Sonra askerler sert bir bildiri yayınlayıp Bay Mesut Yılmaz'a yanıt veriyor. İş sertleşiyor, her kafadan bir ses çıkıyor. Her parti ve her siyasetçi, hadiseyi kendi çıkarına göre yorumlayıp değerlendiriyor.
***
Devletin ilgili kurumlarında görüşülüp tartışılması gereken ulusal konular ve kavramlar, bazı siyasetçi tayfası tarafından bir kez daha ve sadece siyasi çıkar amacıyla ayağa düşürülüyor. Ortalık durup dururken kızışıyor.
Ulusal güvenlik ve bu konuda uygulanacak politikalar, çok önemli ve duyarlı bir konudur. Bay Mesut Yılmaz bunu acaba Bakanlar Kurulu veya Milli Güvenlik Kurulu gibi yerlerde gündeme getirmiş midir? Sanmam.
Kendisinde ciddi bir ‘‘asker alerjisi’’ olduğu bilinmektedir. Bir yanda bu alerji virüsünü bünyesinde taşımakta, ama 28 Şubat sonrasında askerler sayesinde başbakanlık koltuğuna oturmayı içine sindirmektedir!
***
Hayır, Türkiye bu siyasi kadrolar tarafından yönetilemiyor. Taaa Çankaya'dan başlayın ve en aşağıya kadar inin, bu kadrolar ülkemizin yönetimi için asla yeterli değil. İktidar partileri aynı, muhalefet partileri aynı, yeni kurulan ve kurulması beklenen partiler aynı.

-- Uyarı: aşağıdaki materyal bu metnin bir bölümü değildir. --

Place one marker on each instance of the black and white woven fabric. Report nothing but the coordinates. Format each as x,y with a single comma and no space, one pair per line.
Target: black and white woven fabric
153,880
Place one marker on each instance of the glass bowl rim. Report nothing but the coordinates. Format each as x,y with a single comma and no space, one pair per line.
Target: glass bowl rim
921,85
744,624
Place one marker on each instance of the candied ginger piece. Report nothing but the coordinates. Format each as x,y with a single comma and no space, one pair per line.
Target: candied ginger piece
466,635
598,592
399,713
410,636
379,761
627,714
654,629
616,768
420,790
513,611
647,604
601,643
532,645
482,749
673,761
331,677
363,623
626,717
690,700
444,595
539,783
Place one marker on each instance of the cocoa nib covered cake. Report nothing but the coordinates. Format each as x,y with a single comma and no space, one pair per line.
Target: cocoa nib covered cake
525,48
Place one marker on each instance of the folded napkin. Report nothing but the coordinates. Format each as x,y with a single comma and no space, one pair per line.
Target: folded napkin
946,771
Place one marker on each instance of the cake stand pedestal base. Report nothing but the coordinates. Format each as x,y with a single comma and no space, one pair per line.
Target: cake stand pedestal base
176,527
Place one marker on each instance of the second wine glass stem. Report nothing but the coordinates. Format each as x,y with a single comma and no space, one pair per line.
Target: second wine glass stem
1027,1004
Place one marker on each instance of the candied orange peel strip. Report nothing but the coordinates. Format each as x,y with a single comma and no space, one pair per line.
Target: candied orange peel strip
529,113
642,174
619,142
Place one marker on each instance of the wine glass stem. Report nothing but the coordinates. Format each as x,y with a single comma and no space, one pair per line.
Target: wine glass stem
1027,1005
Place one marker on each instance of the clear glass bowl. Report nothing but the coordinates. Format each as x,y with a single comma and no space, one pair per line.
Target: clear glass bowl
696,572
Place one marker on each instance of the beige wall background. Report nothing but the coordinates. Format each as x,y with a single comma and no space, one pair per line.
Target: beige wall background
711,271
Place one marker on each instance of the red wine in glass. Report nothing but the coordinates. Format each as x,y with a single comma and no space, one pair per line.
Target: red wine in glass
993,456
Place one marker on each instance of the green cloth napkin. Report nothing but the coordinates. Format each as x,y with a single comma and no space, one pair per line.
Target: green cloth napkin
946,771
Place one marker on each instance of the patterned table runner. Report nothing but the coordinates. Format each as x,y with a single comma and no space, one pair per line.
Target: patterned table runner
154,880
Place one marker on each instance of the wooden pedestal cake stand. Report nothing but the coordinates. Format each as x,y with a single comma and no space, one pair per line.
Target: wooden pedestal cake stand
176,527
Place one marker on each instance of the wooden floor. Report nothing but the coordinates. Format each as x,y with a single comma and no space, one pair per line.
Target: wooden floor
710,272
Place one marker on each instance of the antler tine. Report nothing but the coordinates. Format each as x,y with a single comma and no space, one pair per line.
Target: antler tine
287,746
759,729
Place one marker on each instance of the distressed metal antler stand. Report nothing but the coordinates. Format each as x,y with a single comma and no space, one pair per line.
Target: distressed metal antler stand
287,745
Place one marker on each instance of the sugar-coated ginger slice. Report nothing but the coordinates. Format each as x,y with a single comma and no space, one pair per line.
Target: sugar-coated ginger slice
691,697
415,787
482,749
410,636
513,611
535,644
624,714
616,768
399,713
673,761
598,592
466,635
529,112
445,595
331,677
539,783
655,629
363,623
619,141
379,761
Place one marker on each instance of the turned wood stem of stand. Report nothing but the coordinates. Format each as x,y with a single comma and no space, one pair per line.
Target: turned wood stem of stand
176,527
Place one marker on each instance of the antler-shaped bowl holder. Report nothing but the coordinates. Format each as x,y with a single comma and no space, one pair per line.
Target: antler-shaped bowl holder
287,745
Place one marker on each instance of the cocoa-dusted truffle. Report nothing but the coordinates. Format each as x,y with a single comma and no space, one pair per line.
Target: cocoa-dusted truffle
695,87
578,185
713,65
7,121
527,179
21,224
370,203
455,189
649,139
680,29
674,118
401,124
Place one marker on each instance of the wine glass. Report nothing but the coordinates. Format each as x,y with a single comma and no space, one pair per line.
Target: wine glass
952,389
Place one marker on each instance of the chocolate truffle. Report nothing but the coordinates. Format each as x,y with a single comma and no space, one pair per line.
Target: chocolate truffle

Tamamında aynı marangoz hataları var.
Demek ki bu topraklardan düzgün devlet adamı çıkmıyor.
Nedeni araştırılmalı.
***
Türkiye maalesef sorumsuzlar ülkesi oldu. Balık baştan kokuyor, imam-cemaat meselesi oluyor. İmamlardan biri öksürünce cemaat hapşırmaya başlıyor!
Sorumsuz siyaset kadrolarının elinde oyuncak olmuşuz.
Bay MesutYılmaz ve bugünküler gitsin de, onların yerine kim gelecek, kim? Al birini vur öbürlerine.
İktidarda olsun muhalefette olsun, siyasetin ve siyasetçinin ar damarı çatlamış.
Rezaletin, kepazeliğin, sorumsuzluğun, devlet yönetiminde ciddiyetsizliğin, particiliğin, ucuz oy avcılığının, din ticaretinin en pis örneklerini yaşıyoruz.